Er bestieg sein Pferd und ritt davon. Sein Weg führte ihn die Burgstraße empor, welche in zahlreichen Krümmungen und Windungen zur Höhe stieg und zuerst an dem Nonnen- und dann am Mönchskloster vorüberführte. Einige hundert Schritte noch über dem letzteren lag ein kleines Kapellchen. Es enthielt ein Marienbild, welches wegen seiner Wunderthätigkeit weithin berühmt war und jährlich zweimal den Zielpunkt außerordentlicher Wallfahrten bildete. Dann herrschte ein sehr reges Leben auf dem Berge, welcher sich in einen ungeheuren Meß- und Belustigungsplatz verwandelte. Die Herren Patres gaben der heiligen Mutter Gottes ihre Erlaubniß, irgend ein in die Augen fallendes Wunder zu verrichten, verkauften Rosenkränze und Heiligenbilder und vertauschten ihren Segen gegen klingendes Metall, welches reichlich einzufließen pflegte.

Jetzt war die Straße und das Kapellchen leer, und nur hinter dem letzteren ertönte eine Stimme, welche Befehle zu ertheilen schien.
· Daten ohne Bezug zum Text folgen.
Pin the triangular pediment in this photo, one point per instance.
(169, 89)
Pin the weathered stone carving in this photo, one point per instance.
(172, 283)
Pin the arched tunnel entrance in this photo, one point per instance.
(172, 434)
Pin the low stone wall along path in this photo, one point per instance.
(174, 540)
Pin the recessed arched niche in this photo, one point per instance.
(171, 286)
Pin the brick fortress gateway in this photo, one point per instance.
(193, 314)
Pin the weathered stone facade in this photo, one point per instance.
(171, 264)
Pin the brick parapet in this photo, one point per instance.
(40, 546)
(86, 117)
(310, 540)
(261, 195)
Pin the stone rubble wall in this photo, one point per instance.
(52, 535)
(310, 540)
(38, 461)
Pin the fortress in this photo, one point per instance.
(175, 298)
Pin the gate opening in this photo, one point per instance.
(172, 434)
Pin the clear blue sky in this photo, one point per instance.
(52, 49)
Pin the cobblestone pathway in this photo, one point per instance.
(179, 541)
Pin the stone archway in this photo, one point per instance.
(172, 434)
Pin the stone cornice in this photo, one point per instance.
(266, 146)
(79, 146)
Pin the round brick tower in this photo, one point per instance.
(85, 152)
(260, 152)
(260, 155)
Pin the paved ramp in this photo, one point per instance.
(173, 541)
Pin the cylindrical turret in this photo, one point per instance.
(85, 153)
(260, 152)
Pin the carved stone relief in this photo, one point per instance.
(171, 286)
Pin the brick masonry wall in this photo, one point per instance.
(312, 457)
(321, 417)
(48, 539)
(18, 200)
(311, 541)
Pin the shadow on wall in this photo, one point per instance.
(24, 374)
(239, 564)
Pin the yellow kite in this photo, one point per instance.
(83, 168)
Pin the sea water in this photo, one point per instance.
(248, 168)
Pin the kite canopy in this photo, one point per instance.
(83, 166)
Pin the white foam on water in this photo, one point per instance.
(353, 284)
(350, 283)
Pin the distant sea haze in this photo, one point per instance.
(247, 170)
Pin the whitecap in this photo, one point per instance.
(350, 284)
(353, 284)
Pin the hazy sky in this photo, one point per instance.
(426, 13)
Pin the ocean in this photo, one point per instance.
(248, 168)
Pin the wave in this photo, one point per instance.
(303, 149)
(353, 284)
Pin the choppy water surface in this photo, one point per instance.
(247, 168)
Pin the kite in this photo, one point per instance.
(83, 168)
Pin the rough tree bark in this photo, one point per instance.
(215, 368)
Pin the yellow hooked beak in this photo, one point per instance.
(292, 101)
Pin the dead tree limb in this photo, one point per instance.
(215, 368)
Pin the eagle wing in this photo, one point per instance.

Der Prinz lenkte sein Pferd um das kleine Gebäude herum und erblickte einen ungefähr sechzehnjährigen Knaben, welcher einen vor ihm sitzenden Hund Kunststücke zu lehren schien. Dabei aber war er noch bei einer zweiten Beschäftigung, welche allerdings sehr eigenthümlich genannt werden mußte.